Anyway, BB doesn't really impress me as a "Funk" album, per se. The line-up is pretty killer-
Ron Carter, Kenny Barron, Steve Gadd, & one of the baddest rhythm guitarist out there, Phil Upchurch. This particular record is a CTI(Creed Taylor)production...whatever, I dig it(still).
Pat Martino's Footprints(nee The Visit)is one of my favorites...given to me by my uncle, it may have been my first real Jazz record(Richard Davis & Billy Higgins are on bass & drums).
Martino's Consciousness ain't bad, either(smokin' version of "Impressions").
The Grant Green album I like is a trio outing called Matador...backed by Coltrane's boys, Jimmy Garrison & Elvin Jones.
Jim Hall & Ron Carter-Alone Together is still one of my favorites...
I'm not a huge Pat Metheny fan-
That said, his recent Trio '99-'00 and Trio-Live are happenin'! Bill Stewart & Larry Grenedier round out the rhythm section...

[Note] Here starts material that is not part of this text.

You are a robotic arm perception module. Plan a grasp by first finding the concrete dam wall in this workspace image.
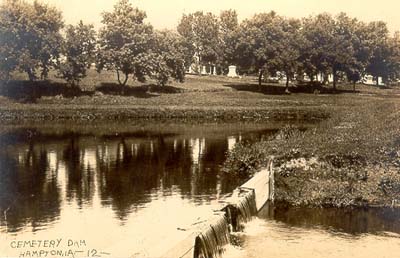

A couple golden 'oldies' in the early daze of '70s Fusion -
1)Larry Coryell-Spaces
2)John McLaughlin-Extrapolation
3)Carlos Santana-The Swing Of Delight
...'80s Fusion-
1)Alan Holdsworth-Metal Fatigue & IOU Live
2)Billy Connors-The Assembler
For something a little 'different'(maybe in the Avant Funk genre)-
I like James "Blood" Ulmer's Music Revelation Ensemble(e.g. In The Name Of... and Cross Fire). The guitar is not really in the forefront here...harmolodics & group improv rule the day.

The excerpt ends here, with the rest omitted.